Consultant seen: Hi all so I went to see the consultant... - NRAS
Consultant seen
I'm sorry that the diagnosis has been confirmed, but at least you can go ahead with the next step of finding out which treatment will be best for your. Don't get too disheartened if it's not the first one you try!
And keep as healthy as you can in other respects with a healthy life style of exercise and good food, not too much stress (we all need some stimulation!) and good management from your rheumy team - keep them on their toes!
Hi. Sounds very similar to the drugs regime I was put on at diagnosis this time last year and must say it has generally worked very well for me. Came off the prednisolene in oct with no problems. But as others will tell you, there are many drugs they can try if others don't suit you.

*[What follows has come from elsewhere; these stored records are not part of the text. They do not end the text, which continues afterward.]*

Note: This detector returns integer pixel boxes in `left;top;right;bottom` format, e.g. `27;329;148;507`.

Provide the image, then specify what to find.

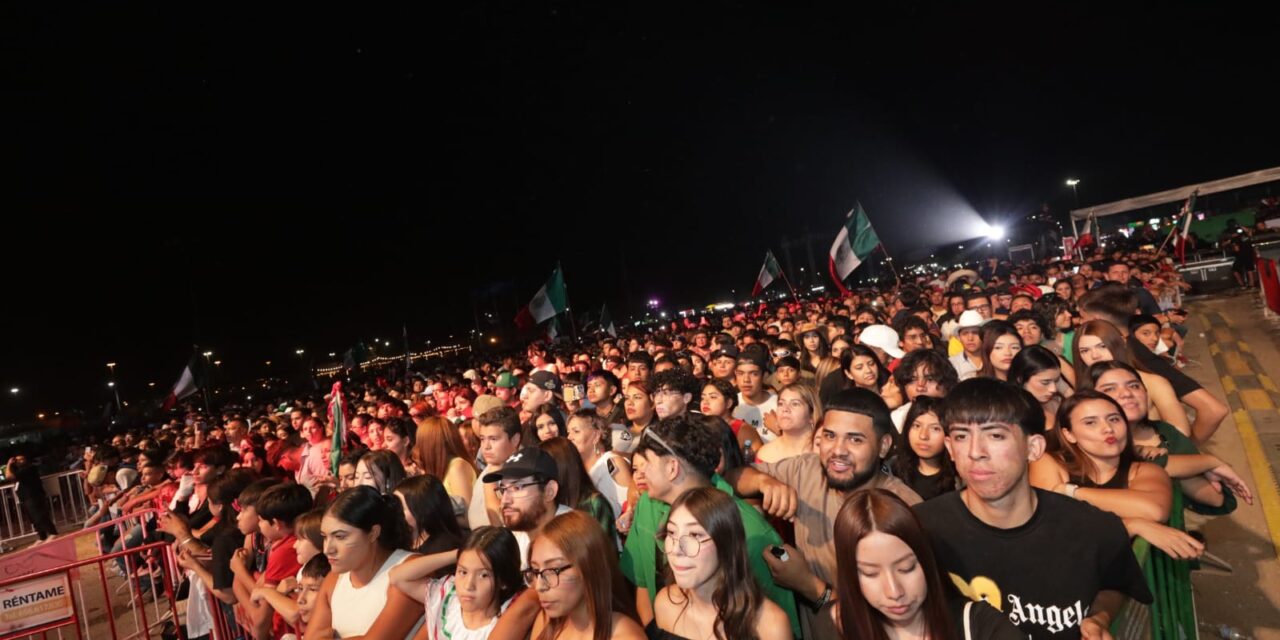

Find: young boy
280;554;329;640
246;484;312;637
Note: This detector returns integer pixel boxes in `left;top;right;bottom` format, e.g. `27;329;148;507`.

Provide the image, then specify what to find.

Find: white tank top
588;451;627;520
329;549;422;639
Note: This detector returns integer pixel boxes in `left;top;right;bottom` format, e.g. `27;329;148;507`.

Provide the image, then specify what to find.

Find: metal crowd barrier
1111;483;1199;640
0;471;88;552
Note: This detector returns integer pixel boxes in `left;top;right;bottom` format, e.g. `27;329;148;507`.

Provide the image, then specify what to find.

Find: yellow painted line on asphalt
1234;410;1280;559
1222;351;1253;375
1222;375;1235;396
1240;389;1276;411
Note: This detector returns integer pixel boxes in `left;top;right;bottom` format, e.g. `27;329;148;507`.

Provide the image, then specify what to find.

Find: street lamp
1066;178;1080;206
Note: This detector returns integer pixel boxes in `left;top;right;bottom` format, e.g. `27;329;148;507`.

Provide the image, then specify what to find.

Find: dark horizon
0;3;1280;420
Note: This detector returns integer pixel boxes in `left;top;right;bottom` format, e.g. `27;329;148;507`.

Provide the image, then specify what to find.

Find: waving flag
828;204;879;294
516;265;568;329
751;251;782;298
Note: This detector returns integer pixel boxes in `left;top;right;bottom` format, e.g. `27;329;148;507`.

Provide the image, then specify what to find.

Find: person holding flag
828;204;880;296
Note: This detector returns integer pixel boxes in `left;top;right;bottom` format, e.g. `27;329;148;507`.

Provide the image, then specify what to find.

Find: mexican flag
751;251;782;298
161;353;200;411
516;265;568;329
828;204;879;293
329;381;347;476
1075;211;1093;248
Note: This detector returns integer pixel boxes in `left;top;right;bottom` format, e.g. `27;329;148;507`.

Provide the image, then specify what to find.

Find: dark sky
0;3;1280;413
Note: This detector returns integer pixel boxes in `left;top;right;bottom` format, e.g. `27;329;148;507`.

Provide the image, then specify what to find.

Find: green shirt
1152;420;1236;516
622;475;801;637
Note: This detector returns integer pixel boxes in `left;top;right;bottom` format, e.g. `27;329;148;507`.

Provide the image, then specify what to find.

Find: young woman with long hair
646;486;791;640
356;449;406;495
1030;389;1204;559
1087;360;1253;516
412;416;476;515
796;326;831;371
568;408;640;518
832;489;1024;640
538;437;621;540
394;475;462;565
755;383;822;462
1009;344;1062;430
1071;320;1192;436
524;511;645;640
893;396;956;500
306;486;422;640
978;320;1023;380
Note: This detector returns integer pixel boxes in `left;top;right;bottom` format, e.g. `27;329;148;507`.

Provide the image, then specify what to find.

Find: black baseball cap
481;447;559;483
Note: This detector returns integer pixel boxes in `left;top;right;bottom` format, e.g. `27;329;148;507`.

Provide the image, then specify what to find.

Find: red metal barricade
0;509;179;640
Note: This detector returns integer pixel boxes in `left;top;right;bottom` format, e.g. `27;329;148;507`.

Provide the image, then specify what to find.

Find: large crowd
2;240;1252;640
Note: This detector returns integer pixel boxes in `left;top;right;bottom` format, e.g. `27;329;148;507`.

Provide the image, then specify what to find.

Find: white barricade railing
0;471;88;550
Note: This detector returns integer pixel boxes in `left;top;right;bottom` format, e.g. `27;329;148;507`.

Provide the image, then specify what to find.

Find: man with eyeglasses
727;389;920;637
620;415;800;637
483;447;573;568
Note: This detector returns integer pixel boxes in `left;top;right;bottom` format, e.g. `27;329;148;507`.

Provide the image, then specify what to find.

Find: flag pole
778;265;800;302
556;260;577;343
876;242;902;288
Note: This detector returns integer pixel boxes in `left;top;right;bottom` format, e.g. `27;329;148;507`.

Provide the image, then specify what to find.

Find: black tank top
1071;456;1133;489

Do hope you continue to feel better.
Thank you. Did you get any side effects from the drugs do they make you feel sick or anything like that??
The only time I suffered side effects was when my (oral)methotrexate was increased from 17.5 to 20mg - nausea and fatigue. This was then reduced back down to 17.5 and folic acid increased to 6 days a week and the side effects went. Everyone reacts differently of course which is why it is important to keep your rheumatology consultant and nurse in the picture.
Hi Nattynoo - Please forgive me for smiling a little at the "denial" comment, but I think a lot of us have done that too. I did for four years, which is way too long (don't try this at home =) - ha ha). It's good though that you have now started your treatment... Here's to pain free days and nights
Haha yes I tried. 4 years. Goodness you must have been in agony. I hope your are in your way to recovery "as such" now 😀
Actually it wasn't too bad - I was using herbs to counteract a lot of the effects, but everything collapsed in on me at once, so that took care of ignoring it =)
I am actually close to remission for the RA, and struggling now with getting the Sjogrens under control =)
How do you know when you're close to remission is it all about your blood work??